The trial by Lambert and colleagues is 1 of few randomized trials evaluating IACs for OA of the hip. The clinical question was focused and important, and the placebo-controlled double-blind study design was methodologically sound. The imbalance in the number of patients allocated to each group occurred by chance because the computer randomization schedule did not include any block balancing. The trial was stopped prematurely before enrolling the planned sample size when an ethics committee–approved interim analysis showed significant differences in benefit between groups. The resulting small numbers in the study made it difficult to balance for potential confounding factors: For example, radiologic status of the hip joint was not taken into account. This is unfortunate, given that it is ethically difficult to conduct placebo-controlled trials for this condition. Generalizabililty of results may be limited by the inclusion criteria, which demanded a group of patients with daily persistent pain in whom full pharmacotherapy had failed.
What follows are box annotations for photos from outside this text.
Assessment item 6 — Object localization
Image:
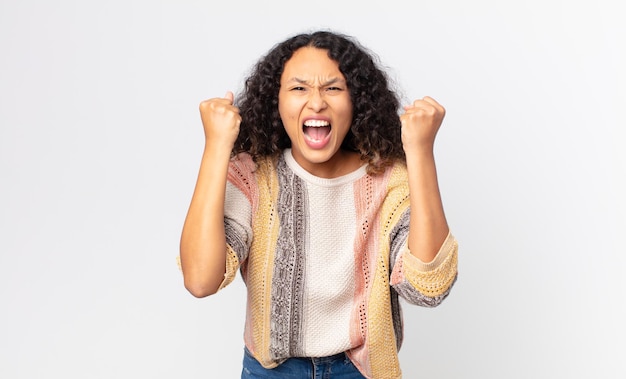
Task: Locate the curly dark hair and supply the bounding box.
[233,31,405,174]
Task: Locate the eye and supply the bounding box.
[326,87,343,92]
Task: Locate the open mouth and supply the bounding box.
[302,120,331,142]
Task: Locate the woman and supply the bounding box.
[180,31,458,378]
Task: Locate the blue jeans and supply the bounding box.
[241,349,365,379]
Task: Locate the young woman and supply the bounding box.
[180,31,457,379]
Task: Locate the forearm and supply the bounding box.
[180,144,230,297]
[406,149,449,263]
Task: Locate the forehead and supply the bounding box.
[281,46,343,80]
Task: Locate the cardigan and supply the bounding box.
[214,149,458,379]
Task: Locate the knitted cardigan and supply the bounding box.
[220,154,458,379]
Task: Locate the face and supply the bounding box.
[278,47,352,177]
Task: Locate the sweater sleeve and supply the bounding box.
[391,233,458,307]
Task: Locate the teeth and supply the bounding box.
[304,120,330,128]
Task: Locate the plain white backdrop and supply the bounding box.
[0,0,626,379]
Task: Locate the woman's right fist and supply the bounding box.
[200,91,241,147]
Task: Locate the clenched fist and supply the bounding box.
[200,91,241,148]
[400,96,446,153]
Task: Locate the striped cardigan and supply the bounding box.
[220,150,458,379]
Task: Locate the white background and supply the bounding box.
[0,0,626,379]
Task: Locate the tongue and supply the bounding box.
[304,126,330,141]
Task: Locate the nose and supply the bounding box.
[308,90,327,112]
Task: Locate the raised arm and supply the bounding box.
[400,97,449,263]
[180,92,241,297]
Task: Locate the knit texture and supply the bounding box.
[214,151,458,379]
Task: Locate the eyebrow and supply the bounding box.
[287,77,346,87]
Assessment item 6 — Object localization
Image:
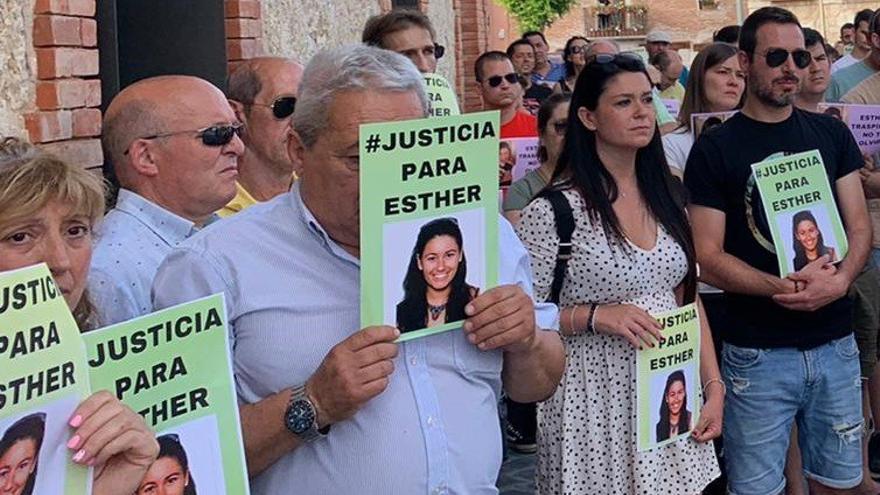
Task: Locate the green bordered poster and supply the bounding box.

Despite these limitations and the severity of OA, the number needed to treat for an additional OA patient with a clinically important 50% reduction in pain for 3 months was only 3. This represents important clinical gains, particularly if the trends (nonsignficant) favoring the use of other regular pharmacotherapies prove to be real. The placebo response rate appeared to be lower than in other published OA studies, which contributes to the difference between groups. The size and duration of the effect also appeared to be greater than those for IACs for OA of the knee.
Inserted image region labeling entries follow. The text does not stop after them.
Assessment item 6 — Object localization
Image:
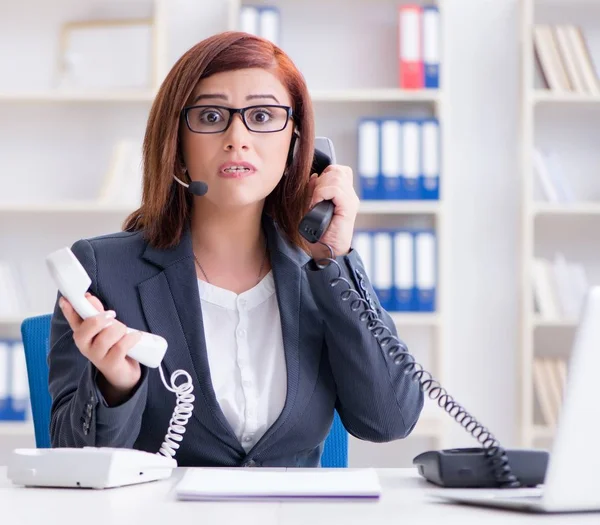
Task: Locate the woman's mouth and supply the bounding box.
[219,162,256,179]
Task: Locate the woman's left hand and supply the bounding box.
[309,164,360,261]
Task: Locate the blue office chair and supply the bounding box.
[21,314,52,448]
[21,314,348,468]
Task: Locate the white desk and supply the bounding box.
[0,467,600,525]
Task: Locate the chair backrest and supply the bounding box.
[21,314,348,468]
[321,410,348,468]
[21,314,52,448]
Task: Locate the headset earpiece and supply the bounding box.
[285,128,300,169]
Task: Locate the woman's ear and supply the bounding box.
[284,128,300,173]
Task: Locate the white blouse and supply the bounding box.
[198,271,287,452]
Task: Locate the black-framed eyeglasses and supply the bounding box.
[181,104,292,133]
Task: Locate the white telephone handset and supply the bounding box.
[46,248,168,368]
[7,248,195,488]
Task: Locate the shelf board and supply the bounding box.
[0,90,155,103]
[533,315,578,328]
[0,420,34,436]
[531,89,600,104]
[532,202,600,215]
[358,200,441,215]
[310,88,440,103]
[388,312,440,326]
[0,200,135,214]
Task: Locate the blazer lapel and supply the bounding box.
[253,216,309,453]
[138,229,244,454]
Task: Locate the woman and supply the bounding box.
[49,32,423,467]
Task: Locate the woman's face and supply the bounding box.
[180,68,294,208]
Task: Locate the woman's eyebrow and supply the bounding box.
[246,95,279,104]
[192,93,279,104]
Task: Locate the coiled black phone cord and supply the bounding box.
[315,241,521,488]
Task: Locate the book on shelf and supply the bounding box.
[398,4,441,89]
[98,139,143,208]
[353,229,437,312]
[533,357,567,428]
[57,18,154,91]
[358,117,441,200]
[533,24,600,95]
[532,252,589,321]
[533,148,577,203]
[0,260,28,317]
[239,5,281,46]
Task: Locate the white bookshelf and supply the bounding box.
[0,0,451,458]
[517,0,600,447]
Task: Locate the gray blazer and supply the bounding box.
[48,215,423,467]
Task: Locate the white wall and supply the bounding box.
[445,0,521,446]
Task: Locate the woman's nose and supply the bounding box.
[225,113,250,151]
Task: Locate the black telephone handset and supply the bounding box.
[300,137,336,244]
[299,137,549,488]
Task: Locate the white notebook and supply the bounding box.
[175,468,381,500]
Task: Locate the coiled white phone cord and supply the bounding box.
[157,365,196,458]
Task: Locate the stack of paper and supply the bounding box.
[176,468,381,501]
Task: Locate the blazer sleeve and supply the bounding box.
[48,240,148,448]
[307,249,424,442]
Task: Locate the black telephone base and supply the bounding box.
[413,448,549,488]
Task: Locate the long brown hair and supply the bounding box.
[123,31,314,248]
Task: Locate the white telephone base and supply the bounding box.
[7,447,177,489]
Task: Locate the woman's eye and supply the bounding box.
[251,109,271,124]
[200,110,223,124]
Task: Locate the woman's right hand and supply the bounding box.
[59,293,142,406]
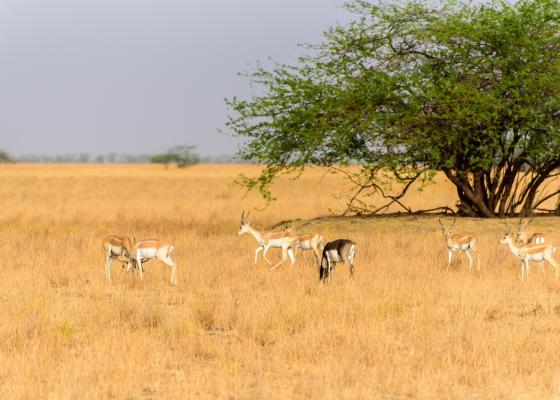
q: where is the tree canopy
[227,0,560,217]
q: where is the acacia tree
[227,0,560,217]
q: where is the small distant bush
[0,149,15,163]
[150,145,200,168]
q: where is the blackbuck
[438,217,480,271]
[500,233,558,282]
[127,239,177,285]
[319,239,356,281]
[101,235,134,282]
[237,211,299,271]
[515,218,544,245]
[284,225,323,263]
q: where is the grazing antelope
[438,217,480,271]
[101,235,133,282]
[127,239,177,285]
[319,239,356,281]
[284,225,323,263]
[500,233,559,282]
[237,211,299,271]
[515,218,544,244]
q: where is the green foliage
[150,145,200,168]
[0,149,15,163]
[227,0,560,217]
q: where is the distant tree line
[0,145,246,167]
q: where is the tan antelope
[237,211,299,271]
[438,217,480,271]
[500,233,558,282]
[515,218,544,244]
[515,218,544,272]
[101,235,133,282]
[319,239,356,281]
[127,239,177,285]
[284,225,323,263]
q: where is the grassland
[0,165,560,399]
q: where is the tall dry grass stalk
[0,165,560,399]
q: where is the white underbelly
[136,248,157,258]
[528,254,544,261]
[449,244,470,253]
[326,250,342,262]
[268,239,283,247]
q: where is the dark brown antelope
[319,239,356,280]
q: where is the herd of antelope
[439,218,559,281]
[102,212,559,285]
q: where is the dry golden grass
[0,165,560,399]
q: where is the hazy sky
[0,0,351,156]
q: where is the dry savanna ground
[0,165,560,399]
IACs carry a small risk for infection and should not be recommended if joint replacement surgery is planned in the next few months. The potentially negative small risk for radiation exposure related to fluoroscopic-guided injections may be circumvented if ultrasound guidance is used for future studies or routine clinical care. Although differences of opinion may exist regarding the application of ultrasound-guided injections in patients with advanced arthritis of the hip, this technique nonetheless warrants further evaluation.

The results suggest that IA steroids can offer important reductions in pain for ≥ 3 months in patients with persistent pain related to OA of the hip. Larger studies might be needed to further identify the subgroups most likely to respond.